Ob Ausländerbehörde oder Jobcenter, überall erwartet People of Color in Deutschland eine ähnliche Situation: Unfreundliche Mitarbeiter_innen, wenig oder gar keine Erklärungen und oft auch mal ein widerlicher Spruch. Das liegt aber nicht allein an einzelnen schlecht gelaunten, latent rassistischen Mitarbeiter_innen der einzelnen Behörden, sondern das ganze hat System. Wir haben uns mit einem Antira-Aktivisten der Gruppe Corasol, die Menschen auf Ämter und Behörden begleitet, über seine Erfahrungen unterhalten.

SaZ: Was für Erfahrungen hast du bei der Ausländerbehörde oder beim Jobcenter gemacht? Wie sind die Leute da mit dir umgegangen?

P.: Als ich meine Aufenthaltsgenehmigung bekommen hatte, musste ich mich beim Jobcenter anmelden.Dort habe ich eine sehr schlechte Erfahrung mit der Mitarbeiterin gemacht. Sie war unfreundlich und hat mir gesagt, sie wüsste nicht, warum ich nicht nach Frankreich gegangen bin und warum ich nach Deutschland gekommen bin. Sie hat das sehr deutlich ausgedrückt.Ich fragte sie, ob ich studieren oder eine Ausbildung machen kann und sie hat sofort „Nein“ gesagt, weil ich zu alt bin. Und wenn ich eine machen wollen würde, dann im Bereich Tourismus. Ich war total geschockt. Sie hat mir außerdem gesagt, wenn ich eine Ausbildung machen möchte, dann brauche ich zuerst ein Deutschkurszertifikat. Den Deutschkurs muss ich selbst bezahlen, aber ohne Deutschzertifikat finde ich keinen Job.Auch in dem Heim, in dem ich gewohnt habe, habe ich oft schlimme Erfahrungen gemacht. Wenn man dort krank wird, dann wird kein Arzt eine richtige Untersuchung machen, weil sie dich nicht berühren wollen. Du bekommst nur mündlich ein Ergebnis mitgeteilt. Sie sagen dir, dass du mehr Wasser trinken sollst oder man bekommt Schmerzmittel, aber du wirst nicht richtig untersucht. Wenn du einen Termin bei einem Arzt haben willst, dann bekommst du keinen.

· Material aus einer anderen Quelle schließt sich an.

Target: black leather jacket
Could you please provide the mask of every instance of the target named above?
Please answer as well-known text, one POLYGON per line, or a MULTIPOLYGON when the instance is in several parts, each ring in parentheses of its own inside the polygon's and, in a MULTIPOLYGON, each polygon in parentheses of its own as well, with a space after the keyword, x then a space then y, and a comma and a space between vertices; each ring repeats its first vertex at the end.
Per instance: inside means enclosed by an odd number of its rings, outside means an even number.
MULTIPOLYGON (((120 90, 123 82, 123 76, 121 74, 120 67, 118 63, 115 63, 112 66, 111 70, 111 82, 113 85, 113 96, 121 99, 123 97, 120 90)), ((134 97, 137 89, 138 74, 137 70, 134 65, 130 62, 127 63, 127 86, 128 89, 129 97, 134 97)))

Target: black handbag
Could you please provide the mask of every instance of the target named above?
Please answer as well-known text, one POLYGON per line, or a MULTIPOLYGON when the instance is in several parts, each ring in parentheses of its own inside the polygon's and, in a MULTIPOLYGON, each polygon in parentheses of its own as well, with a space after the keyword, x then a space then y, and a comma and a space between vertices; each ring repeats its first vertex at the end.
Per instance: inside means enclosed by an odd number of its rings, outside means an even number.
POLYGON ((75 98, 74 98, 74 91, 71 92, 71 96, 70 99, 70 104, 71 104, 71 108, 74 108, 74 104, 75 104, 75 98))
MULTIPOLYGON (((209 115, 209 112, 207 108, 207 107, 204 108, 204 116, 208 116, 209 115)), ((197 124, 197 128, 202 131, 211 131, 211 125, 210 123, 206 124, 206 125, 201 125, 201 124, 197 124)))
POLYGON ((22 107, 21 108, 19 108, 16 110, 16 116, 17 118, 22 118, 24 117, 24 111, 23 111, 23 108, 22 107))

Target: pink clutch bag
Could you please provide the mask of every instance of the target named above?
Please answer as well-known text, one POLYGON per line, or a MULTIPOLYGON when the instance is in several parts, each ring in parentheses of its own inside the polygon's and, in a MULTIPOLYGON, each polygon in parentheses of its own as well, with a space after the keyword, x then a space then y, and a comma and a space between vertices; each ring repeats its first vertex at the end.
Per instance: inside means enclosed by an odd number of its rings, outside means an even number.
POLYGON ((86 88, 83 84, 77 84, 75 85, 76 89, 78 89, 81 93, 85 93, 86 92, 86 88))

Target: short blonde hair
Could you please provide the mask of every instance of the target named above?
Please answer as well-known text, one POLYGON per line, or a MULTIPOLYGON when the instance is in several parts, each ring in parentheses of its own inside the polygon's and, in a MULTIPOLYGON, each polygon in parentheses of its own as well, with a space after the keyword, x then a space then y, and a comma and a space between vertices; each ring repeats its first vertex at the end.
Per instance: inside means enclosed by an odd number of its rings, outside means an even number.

Wie war das mit der Verständigung bei den Behördenbesuchen? Wie wird damit umgegangen, wenn du kein perfektes Deutsch sprichst?

Die Leute machen dann einfach zu und weigern sich mit dir zu reden. Sie sprechen auch keine anderen Sprachen.Wenn du kein Deutsch kannst, hast du Pech. Sie sagen nur zu dir: „Setz‘ dich hin und warte!“ Du könntest dein ganzes Leben da sitzen, ohne dass jemand auf dich zukommen würde. Das ist einfach die Realität.

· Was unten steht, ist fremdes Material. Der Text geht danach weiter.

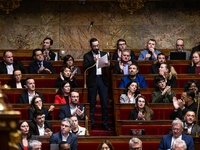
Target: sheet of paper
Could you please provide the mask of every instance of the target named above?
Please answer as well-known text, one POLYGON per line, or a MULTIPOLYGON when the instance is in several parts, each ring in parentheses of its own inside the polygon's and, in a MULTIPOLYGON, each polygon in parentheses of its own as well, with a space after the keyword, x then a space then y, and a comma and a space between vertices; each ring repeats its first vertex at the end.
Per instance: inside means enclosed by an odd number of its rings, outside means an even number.
POLYGON ((105 67, 105 63, 108 62, 108 55, 104 55, 98 59, 98 68, 105 67))

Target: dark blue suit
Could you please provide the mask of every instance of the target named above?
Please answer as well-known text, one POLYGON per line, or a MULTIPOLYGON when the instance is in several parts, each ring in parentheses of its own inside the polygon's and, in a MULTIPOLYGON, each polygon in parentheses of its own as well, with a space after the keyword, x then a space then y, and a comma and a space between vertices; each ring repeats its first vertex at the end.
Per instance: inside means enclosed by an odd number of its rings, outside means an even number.
MULTIPOLYGON (((119 56, 118 56, 118 53, 117 53, 117 51, 116 51, 116 52, 114 52, 114 54, 113 54, 112 60, 118 60, 118 57, 119 57, 119 56)), ((131 51, 130 60, 136 60, 134 51, 131 51)))
MULTIPOLYGON (((52 134, 49 140, 49 144, 59 144, 62 142, 61 132, 52 134)), ((73 133, 69 133, 67 138, 67 143, 69 143, 71 150, 77 150, 78 147, 78 136, 73 133)))
MULTIPOLYGON (((77 107, 80 106, 80 110, 83 110, 83 106, 81 105, 77 105, 77 107)), ((62 107, 60 107, 60 111, 59 111, 59 120, 63 120, 64 118, 67 118, 71 115, 71 111, 70 111, 70 107, 69 105, 64 105, 62 107)), ((80 116, 77 115, 78 120, 85 120, 85 116, 86 116, 86 109, 84 107, 84 117, 81 118, 80 116)))
MULTIPOLYGON (((43 66, 45 68, 48 68, 52 72, 52 74, 56 74, 56 72, 53 68, 53 65, 50 62, 43 61, 43 66)), ((29 73, 30 74, 38 74, 38 70, 39 70, 39 66, 36 61, 32 62, 29 65, 29 73)), ((45 70, 42 70, 41 74, 47 74, 47 72, 45 70)))
MULTIPOLYGON (((158 150, 171 149, 172 136, 173 136, 172 134, 167 134, 163 136, 160 145, 158 147, 158 150)), ((194 142, 192 137, 182 134, 182 140, 185 141, 188 150, 194 150, 194 142)))
MULTIPOLYGON (((44 103, 44 97, 42 93, 35 92, 35 94, 38 94, 40 98, 42 99, 42 102, 44 103)), ((22 93, 19 97, 18 104, 29 104, 29 99, 28 99, 28 92, 22 93)))
MULTIPOLYGON (((119 88, 126 88, 126 85, 131 81, 129 76, 121 78, 119 88)), ((139 88, 147 88, 145 78, 143 76, 136 75, 135 81, 139 84, 139 88)))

Warst du immer alleine dort oder hat dich jemand begleitet?

Alleine war ich nie, weil ich das nicht gekonnt hätte. Ich hatte den Eindruck, dass die Leute auf dem Amt mehr Respekt haben, wenn jemand dabei ist, der deutsch aussieht oder richtig gut deutsch spricht. Aber wenn du alleine bist, dann hast du keine Chance.

Bist du nach solchen schlechten Erfahrungen anders mit den Leuten auf dem Amt umgegangen?

Du bekommst einfach diese Wut, aber du musst dort hin. Egal wie schlecht du behandelt wirst. Wenn du dich aufregst, fliegst du raus. Es ist total schwer, jedes Mal musst du diese Schmerzen in dir behalten. Du fühlst dich danach total fertig und hast manchmal keine Lust, weiter zu kämpfen. Du fragst dich, warum die Menschen dort so sind und warum du dich so schlecht behandeln lassen solltest.

Aber hast du das Gefühl, dass das System hat?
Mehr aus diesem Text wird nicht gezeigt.